Plong rasane njero dadaku.
Rasane mak plong, njero atiku By:
Didi Kempot.
Tiba-tiba aku tersadar dari
kepingan kejadian itu dan membuka mata. Mengingat barusan tadi sore menyaksikan
pengumuman 20 besar presenter 2013 PALTV. Derup kencang kembali menjalari
jantung. Dan mulai membaca nama-nama dan no urut peserta yang lolos. Mataku
melotot, seakan mau keluar dari tempatnya dan mendekati layar tv. Satu demi
satu aku membaca urutan nama itu.
Dan....1,2,3,4,5,6,7,8,. Sudah 8
finalis yang kubaca. Tak ada namaku atau nomor urutku. Gelisah. Cemas.
Penasaran. Senang. Sedih. Takut. Campur jadi satu. Namun ku menabahkan hati
untuk terus membaca finalis selanjutnya.

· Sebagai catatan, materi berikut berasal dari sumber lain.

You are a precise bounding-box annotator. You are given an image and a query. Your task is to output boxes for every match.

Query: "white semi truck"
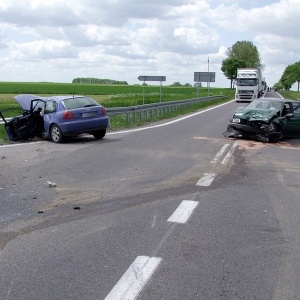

Dan mataku terbelalak. Finalis ke
sembilan dengan nomor urut 185. Ya benar. Aku tidak salah membaca. 185 lolos.
Hatiku terhenti sejenak meyakinkan bahwa itu nomor 185. Jantungku berdetak
menurun. Seakan mendapat jawaban dari yang dicari. Senang, namun samar.
Benarkan itu 185. Nomor urut yang tak asing bagiku. Namun hati terus dipenjara
kegelisahan. Akupun membaca namanya untuk menyakinkan.
“Qori bla...bla..bla”. benar. Itu
185. Namun nama pesertanya Q ori. Kegelisahanku
kembali menjadi-jadi dan mencoba-coba mengingat kembali nomor pesertaku.
Memoriku mencari. Dan muncul angka..... “seratus delapan.....” hm... akupun
mengingat kembali. “seratus delapan empat”. Ya benar. Nomor pesertaku adalah
184. Seketika, detik jam terasa berhenti. Semuanya berhenti dan berhenti. Hanya
air, air mata yang ingin keluar dari bendunganya. Dan akhirnya menetes juga.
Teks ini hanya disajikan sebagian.